Los diputados de la izquierda, a quienes acosan los delegados de los que aguardan fuera, acuden aturdidos: “¿A qué esperáis? ¡Está todo preparado! ¡Presentaos en lo alto de la escalinata o en la verja!” “¿Hay bastante gente? ¿No sería mejor dejarlo para mañana?” No hay, en efecto, más que cien mil hombres. Alguien viene a decir a Gambetta: “En la plaza Bourbon aguardaremos varios millares”. Otro, el que escribe, apremia: “Haceos cargo del poder, que aún es tiempo; mañana os veréis obligados a afrontar la situación, cuando sea ya desesperada”. De aquellos cerebros embotados no brota una idea; de las bocas abiertas no sale una palabra.

Se abre la sesión. Jules Favre invita a la asamblea del desastre a que tome en sus manos el gobierno. Los mamelucos, furiosos, amenazan, y, en la sala de Pas-Perdus, se presenta, desgreñado, Jules Simon: “Quieren fusilarnos”: yo me presenté en medio del recinto con los brazos cruzados y les dije: “¡Fusiladnos si queréis!” Una voz le grita: “¡Acabad de una vez!” “¡Sí —dice— es preciso acabar!”, y vuelve a sentarse, con gesto trágico.

Se acabaron las contemplaciones. Los mamelucos, que conocen bien a la gente de la izquierda, recobran el aplomo, y, quitándose de encima a Emile Ollivier, imponen por la fuerza un ministerio encabezado por Palikao, el saqueador del Palacio de Verano. Schneider levanta la sesión precipitadamente. El pueblo, suavemente rechazado por las tropas, vuelve a apelotonarse a la entrada de los puentes, corre detrás de los que salen de la Cámara, a cada instante cree proclamada la República. Jules Simon, ya lejos de las bayonetas, le cita para el día siguiente en la plaza de la Concordia. Al día siguiente, la policía ocupa todas las bocacalles.

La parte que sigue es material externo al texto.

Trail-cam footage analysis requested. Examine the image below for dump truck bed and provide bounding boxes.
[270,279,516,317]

La izquierda dejaba en manos de Napoleón III los dos últimos ejércitos de Francia. El 9 de agosto, hubiera bastado un empujón para barrer aquel despojo de Imperio; Pietri, el prefecto de policía, lo ha reconocido. Guiado por su instinto, el pueblo brinda sus brazos. Pero la izquierda rechaza la revuelta liberadora, y abandona al Imperio el cuidado de salvar a Francia. Hasta los turcos tuvieron en 1876 más inteligencia y más ímpetu.

Francia pasa tres semanas enteras rodando al abismo, ante la impasibilidad de los imperialistas y los apóstrofes declamatorios de la izquierda.

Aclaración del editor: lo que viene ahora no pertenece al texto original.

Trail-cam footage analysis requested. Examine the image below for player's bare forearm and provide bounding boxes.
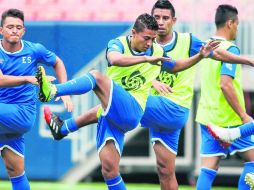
[107,51,146,67]
[170,53,203,73]
[212,48,254,66]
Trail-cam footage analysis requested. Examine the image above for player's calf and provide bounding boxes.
[35,66,56,102]
[44,106,66,140]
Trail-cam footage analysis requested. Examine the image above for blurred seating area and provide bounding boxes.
[0,0,254,22]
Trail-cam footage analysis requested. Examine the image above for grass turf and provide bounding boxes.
[0,181,237,190]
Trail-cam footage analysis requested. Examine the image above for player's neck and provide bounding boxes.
[215,29,231,40]
[156,32,173,45]
[1,40,22,53]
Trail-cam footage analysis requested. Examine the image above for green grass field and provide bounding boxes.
[0,181,237,190]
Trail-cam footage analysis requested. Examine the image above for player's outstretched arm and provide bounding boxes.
[169,41,220,72]
[212,48,254,67]
[107,51,149,67]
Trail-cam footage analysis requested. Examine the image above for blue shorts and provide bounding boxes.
[140,96,189,132]
[0,103,36,142]
[141,96,189,154]
[0,137,25,157]
[200,124,254,158]
[96,81,143,155]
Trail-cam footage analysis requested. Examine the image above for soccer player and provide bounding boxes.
[37,14,218,190]
[42,0,254,189]
[196,5,254,190]
[0,9,72,190]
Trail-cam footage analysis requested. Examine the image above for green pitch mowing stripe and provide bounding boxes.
[0,181,237,190]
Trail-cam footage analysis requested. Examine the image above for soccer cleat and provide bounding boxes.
[35,66,56,102]
[206,124,233,148]
[44,106,66,140]
[244,173,254,190]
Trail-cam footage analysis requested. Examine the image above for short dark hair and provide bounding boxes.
[215,4,238,28]
[152,0,175,17]
[133,13,159,32]
[1,9,25,26]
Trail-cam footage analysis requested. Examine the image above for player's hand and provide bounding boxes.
[146,56,172,66]
[25,76,38,85]
[241,114,253,123]
[152,80,173,96]
[56,96,73,112]
[199,40,220,57]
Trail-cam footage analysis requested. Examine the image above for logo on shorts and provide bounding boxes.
[156,71,178,87]
[122,71,146,91]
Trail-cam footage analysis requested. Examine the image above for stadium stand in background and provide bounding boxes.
[0,0,254,22]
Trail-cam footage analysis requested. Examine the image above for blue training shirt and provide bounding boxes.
[0,40,56,104]
[107,36,175,69]
[220,46,240,78]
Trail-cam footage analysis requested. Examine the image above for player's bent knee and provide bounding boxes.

En Burdeos, meses más tarde, una asamblea aúlla contra el Imperio, y en Versalles se alza un clamor entusiasta cuando un gran señor declama: “¡Varus, devuélvenos nuestras legiones!” ¿Quién increpa y quién aplaude de esta suerte? La misma alta burguesía que se pasó dieciocho años muda, besando el polvo y entregando a Varus sus legiones.

Aceptó el segundo Imperio por miedo al socialismo, como sus padres se habían entregado al primero para clausurar la revolución. Napoleón I le prestó dos grandes servicios, que no se pagan con la apoteosis, por grande que ésta sea. Impuso a Francia una centralización y mandó a la tumba a cien mil miserables, que caldeados aún por el vendaval revolucionario, podían alzarse el día menos pensado, reclamando la parte que les correspondía en los bienes nacionales. A cambio de esto, la dejó aparejada para los amos de mañana. Al arribar al régimen parlamentario, adonde Mirabeau quería exaltarla de un salto, estaba absolutamente incapacitada para gobernar. Su motín de 1830, transformado en revolución por el pueblo, fue una irrupción de estómagos glotones. La alta burguesía de 1830 no tenía más que una aspiración, como la del 89; atracarse de privilegios, artillar la fortaleza que defendía sus dominios, subyugar y explotar al nuevo proletariado. Con tal de engordar, el porvenir del país le importa poco. Para dirigir a Francia y embarcarla en sus aventuras, el rey orleanista tiene carta blanca, como el César. Cuando en el 48 un nuevo arranque del pueblo le entrega el timón, no acierta a empuñarlo más de tres años en su mano gotosa, a pesar de todas las proscripciones y matanzas, y el primer advenedizo se alza insensiblemente con él.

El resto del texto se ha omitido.